With its late-summer release date, Kin will not only be facing the usual competition at the box office, but as a stand-alone, mid-budget film with a sci-fi element, it’s facing a world of mega-budget franchise movies and an endless stream of sequels, spinoffs, and reboots. To make Kin stand apart, Jonathan says the conversation was more about restricting things than embellishing them.
“[It’s] not about how far can we go. In a way, you want there to be big ideas, you want there to be exciting scenes, but we didn’t wanna go just so ham with this thing that it ended up just feeling like every other blockbuster out there. But at the same time, you have these giant ideas, and that was the balance, man. That was the dance on this movie. Balancing those two tones together. There’s a duality to this film that comes up a lot, with characters and with the weapon being all shiny and clean, but we had these gritty locations. It’s always about putting those two contrasting things together, and hopefully having something that feels fresh.”
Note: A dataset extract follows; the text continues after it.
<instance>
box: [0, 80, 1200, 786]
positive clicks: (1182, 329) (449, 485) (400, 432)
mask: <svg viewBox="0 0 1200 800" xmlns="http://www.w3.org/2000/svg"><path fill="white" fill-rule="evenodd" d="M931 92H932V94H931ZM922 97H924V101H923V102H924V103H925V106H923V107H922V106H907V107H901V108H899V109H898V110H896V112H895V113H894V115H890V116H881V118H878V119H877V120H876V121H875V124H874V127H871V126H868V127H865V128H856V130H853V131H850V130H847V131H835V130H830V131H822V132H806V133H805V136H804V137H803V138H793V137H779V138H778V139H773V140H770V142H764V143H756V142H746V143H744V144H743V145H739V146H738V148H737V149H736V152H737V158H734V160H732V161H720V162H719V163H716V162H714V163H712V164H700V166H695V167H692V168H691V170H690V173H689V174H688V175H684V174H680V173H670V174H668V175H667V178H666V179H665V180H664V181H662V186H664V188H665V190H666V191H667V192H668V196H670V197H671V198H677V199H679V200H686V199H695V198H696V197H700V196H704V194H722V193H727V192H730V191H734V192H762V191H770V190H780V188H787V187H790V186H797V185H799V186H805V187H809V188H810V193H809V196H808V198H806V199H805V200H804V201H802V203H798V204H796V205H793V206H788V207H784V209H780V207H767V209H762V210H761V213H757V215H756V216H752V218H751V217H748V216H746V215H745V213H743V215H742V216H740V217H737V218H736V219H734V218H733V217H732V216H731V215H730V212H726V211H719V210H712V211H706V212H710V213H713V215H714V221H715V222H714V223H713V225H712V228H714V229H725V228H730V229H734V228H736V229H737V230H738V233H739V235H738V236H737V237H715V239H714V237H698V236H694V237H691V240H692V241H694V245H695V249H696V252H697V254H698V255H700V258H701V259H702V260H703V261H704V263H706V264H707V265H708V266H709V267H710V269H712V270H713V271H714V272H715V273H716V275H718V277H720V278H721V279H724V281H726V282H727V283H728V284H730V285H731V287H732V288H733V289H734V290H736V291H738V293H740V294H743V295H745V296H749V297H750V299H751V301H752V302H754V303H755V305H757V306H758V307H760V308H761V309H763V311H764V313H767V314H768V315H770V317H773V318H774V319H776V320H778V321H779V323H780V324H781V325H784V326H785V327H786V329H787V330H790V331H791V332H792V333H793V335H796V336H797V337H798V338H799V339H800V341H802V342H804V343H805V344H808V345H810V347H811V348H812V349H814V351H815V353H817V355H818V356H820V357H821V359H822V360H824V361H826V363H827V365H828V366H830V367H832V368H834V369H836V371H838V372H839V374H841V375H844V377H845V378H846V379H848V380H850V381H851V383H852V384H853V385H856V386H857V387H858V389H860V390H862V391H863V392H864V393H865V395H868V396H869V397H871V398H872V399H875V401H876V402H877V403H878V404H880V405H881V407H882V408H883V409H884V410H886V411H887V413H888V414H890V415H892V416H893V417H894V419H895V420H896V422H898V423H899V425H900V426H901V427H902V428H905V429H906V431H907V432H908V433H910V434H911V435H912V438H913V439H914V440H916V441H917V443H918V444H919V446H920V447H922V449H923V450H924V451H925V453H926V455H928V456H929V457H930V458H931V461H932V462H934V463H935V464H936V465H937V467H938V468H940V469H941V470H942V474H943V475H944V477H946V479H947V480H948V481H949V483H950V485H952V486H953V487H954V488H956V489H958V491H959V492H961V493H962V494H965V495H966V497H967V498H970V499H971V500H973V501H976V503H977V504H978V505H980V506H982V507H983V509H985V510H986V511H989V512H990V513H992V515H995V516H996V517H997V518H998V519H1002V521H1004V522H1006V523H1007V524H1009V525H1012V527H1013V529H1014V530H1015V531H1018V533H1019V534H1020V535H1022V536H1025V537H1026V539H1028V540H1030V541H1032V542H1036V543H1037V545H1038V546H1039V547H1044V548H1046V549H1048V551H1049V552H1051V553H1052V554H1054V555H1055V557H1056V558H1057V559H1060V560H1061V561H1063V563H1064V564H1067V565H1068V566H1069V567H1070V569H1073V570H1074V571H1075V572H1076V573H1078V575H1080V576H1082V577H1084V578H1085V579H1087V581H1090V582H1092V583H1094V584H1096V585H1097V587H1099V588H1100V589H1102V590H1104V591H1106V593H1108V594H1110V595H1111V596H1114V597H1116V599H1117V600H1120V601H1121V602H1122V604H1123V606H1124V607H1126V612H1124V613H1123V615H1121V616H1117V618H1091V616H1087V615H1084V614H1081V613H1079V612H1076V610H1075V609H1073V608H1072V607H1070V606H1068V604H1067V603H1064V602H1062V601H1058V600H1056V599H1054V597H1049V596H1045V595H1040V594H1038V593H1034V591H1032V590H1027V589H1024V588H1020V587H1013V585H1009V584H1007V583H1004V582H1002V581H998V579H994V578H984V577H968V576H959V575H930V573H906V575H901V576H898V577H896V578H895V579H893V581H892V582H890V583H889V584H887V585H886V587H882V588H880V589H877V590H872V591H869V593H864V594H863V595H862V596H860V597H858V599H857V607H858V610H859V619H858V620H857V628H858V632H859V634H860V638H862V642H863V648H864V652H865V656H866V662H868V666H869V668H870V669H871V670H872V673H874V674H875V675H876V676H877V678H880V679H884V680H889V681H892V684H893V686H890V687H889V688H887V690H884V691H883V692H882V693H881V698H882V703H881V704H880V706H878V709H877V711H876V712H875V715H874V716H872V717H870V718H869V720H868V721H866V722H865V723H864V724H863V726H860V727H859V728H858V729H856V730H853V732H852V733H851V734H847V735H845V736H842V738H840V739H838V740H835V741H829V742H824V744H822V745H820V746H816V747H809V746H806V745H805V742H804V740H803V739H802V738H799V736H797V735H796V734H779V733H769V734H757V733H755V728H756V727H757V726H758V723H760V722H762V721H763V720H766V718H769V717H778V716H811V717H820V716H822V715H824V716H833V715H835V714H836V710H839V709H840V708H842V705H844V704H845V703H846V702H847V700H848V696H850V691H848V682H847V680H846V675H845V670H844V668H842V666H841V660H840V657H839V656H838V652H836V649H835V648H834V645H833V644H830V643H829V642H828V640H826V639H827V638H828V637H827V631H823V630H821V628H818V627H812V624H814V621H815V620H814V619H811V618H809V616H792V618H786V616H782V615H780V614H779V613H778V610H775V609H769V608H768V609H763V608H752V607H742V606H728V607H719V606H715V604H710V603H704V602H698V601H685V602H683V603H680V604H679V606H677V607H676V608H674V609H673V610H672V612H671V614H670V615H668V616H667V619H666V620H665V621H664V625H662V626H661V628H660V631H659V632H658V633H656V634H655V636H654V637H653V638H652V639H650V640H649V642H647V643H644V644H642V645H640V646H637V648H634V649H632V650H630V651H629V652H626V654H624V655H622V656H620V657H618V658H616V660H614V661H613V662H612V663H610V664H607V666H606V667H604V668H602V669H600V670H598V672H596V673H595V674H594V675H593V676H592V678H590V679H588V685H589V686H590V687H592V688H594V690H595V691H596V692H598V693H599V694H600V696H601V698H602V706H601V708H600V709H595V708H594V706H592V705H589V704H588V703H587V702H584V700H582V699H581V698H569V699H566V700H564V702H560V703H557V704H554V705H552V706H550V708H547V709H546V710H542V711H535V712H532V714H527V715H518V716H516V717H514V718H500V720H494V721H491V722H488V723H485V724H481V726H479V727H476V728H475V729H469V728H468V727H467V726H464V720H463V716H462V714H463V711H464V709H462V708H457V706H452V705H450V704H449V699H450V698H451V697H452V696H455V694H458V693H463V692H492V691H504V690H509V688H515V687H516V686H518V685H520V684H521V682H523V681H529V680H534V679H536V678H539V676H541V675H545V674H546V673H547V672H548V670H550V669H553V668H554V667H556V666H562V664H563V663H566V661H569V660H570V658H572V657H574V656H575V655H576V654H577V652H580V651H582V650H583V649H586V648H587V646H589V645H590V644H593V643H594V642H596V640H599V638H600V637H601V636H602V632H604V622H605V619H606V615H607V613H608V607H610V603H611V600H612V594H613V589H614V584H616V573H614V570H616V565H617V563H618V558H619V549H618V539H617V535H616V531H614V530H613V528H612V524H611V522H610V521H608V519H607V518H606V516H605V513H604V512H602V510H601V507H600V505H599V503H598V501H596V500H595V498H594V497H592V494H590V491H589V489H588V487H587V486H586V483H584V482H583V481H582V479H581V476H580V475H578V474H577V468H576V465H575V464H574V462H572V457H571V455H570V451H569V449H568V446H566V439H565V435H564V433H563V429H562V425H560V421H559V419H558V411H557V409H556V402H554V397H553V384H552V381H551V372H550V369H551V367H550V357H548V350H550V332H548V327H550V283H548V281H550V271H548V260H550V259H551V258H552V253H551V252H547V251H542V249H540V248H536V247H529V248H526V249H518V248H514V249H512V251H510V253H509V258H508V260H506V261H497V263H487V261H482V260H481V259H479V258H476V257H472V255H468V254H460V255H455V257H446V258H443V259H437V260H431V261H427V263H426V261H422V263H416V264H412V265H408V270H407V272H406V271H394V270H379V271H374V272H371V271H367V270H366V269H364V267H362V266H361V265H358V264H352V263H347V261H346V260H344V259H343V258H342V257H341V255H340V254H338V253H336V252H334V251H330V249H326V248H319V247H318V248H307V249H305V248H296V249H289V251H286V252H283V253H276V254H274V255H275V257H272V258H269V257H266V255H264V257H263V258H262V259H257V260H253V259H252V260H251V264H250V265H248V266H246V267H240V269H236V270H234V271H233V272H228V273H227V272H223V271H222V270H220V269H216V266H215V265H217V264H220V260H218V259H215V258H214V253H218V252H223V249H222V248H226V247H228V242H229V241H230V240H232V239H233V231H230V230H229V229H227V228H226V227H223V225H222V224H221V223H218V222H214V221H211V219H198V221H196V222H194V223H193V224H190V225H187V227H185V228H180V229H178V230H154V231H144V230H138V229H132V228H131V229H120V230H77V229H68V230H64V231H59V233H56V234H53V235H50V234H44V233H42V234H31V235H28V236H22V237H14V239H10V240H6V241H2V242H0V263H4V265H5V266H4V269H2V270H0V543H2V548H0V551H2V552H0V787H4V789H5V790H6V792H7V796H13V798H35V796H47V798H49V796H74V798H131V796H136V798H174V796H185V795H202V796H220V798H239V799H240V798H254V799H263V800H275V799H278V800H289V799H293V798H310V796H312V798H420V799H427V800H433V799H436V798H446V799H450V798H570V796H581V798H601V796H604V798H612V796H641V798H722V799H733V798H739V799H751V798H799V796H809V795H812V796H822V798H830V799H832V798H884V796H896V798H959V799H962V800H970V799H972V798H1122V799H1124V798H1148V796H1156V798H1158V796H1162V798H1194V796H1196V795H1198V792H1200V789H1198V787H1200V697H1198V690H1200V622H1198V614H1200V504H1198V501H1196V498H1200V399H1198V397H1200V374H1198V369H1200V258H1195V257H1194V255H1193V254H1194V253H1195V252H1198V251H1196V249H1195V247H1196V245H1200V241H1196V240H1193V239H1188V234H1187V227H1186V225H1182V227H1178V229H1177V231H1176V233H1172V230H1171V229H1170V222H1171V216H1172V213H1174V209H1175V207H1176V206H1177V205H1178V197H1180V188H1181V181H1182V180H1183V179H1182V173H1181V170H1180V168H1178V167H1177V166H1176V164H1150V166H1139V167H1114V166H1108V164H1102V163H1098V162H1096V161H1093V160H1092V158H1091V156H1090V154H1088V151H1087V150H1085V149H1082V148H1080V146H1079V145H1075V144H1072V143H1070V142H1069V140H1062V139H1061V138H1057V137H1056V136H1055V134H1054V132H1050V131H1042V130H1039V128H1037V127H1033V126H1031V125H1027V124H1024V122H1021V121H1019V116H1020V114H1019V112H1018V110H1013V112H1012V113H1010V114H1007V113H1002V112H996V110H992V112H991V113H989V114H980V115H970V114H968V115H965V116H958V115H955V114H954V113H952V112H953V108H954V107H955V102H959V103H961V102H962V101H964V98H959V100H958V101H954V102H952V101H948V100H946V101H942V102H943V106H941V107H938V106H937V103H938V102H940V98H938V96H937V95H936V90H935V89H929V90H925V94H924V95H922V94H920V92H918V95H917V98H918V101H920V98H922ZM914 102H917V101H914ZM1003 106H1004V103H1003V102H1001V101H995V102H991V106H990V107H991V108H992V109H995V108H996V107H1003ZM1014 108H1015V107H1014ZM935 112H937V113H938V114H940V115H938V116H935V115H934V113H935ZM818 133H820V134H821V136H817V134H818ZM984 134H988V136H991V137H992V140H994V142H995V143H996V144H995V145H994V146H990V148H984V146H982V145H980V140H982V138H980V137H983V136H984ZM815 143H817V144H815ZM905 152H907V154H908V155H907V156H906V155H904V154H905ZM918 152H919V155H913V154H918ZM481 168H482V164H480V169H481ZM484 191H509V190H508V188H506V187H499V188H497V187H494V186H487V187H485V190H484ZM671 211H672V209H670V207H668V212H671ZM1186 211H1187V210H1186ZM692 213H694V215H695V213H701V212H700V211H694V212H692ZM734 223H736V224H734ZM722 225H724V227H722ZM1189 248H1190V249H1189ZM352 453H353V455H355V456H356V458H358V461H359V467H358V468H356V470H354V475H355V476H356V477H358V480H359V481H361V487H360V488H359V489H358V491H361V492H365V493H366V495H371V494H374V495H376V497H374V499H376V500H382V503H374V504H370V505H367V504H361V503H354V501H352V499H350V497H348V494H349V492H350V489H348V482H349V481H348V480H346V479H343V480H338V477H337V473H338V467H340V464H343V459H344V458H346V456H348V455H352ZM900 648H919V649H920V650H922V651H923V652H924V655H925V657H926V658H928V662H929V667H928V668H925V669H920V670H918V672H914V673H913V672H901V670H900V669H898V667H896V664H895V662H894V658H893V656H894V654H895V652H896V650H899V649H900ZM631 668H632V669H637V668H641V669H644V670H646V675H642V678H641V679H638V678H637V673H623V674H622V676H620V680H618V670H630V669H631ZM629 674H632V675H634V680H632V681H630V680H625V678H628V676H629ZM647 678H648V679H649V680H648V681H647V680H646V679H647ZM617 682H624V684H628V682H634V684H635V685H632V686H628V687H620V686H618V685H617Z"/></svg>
“We live in a world where there’s a new Star Wars movie every single year, sometimes two,” says Dan. “We’re competing against all these massive branded entities, and they’re always going to outspend us no matter what. It was the brothers’ aim to make sure that we’re telling a human story that could essentially exist without the sci-fi weapon. That was a big priority for them.”
“There’s a hunger for other things,” says Jonathan, “and we’re big fans of projects that aren’t sitting in just one box. There’s a time and a place for films that are doing a little more than just one thing.”
“There needed to be a level of intimacy to these characters, to this world,” adds Josh. “Obviously, it’s a personal film for us, but when someone comes up and says I love nostalgic sci-fi, I love grounded crime films, you’ve got all this in there, it’s like you made it for me.”
Audiences seem to be reaping what the brothers have worked to sow. Ahead of Kin’s theatrical release, the two have been traveling to advance screenings around the country to gauge audience reactions to their feature film debut. “It’s an audible gasp in the theater,” says Josh about the handful of audience reactions, particularly after their big third-act reveal. “It’s fuckin’ delicious.”
Kin is in theaters everywhere Friday, August 31.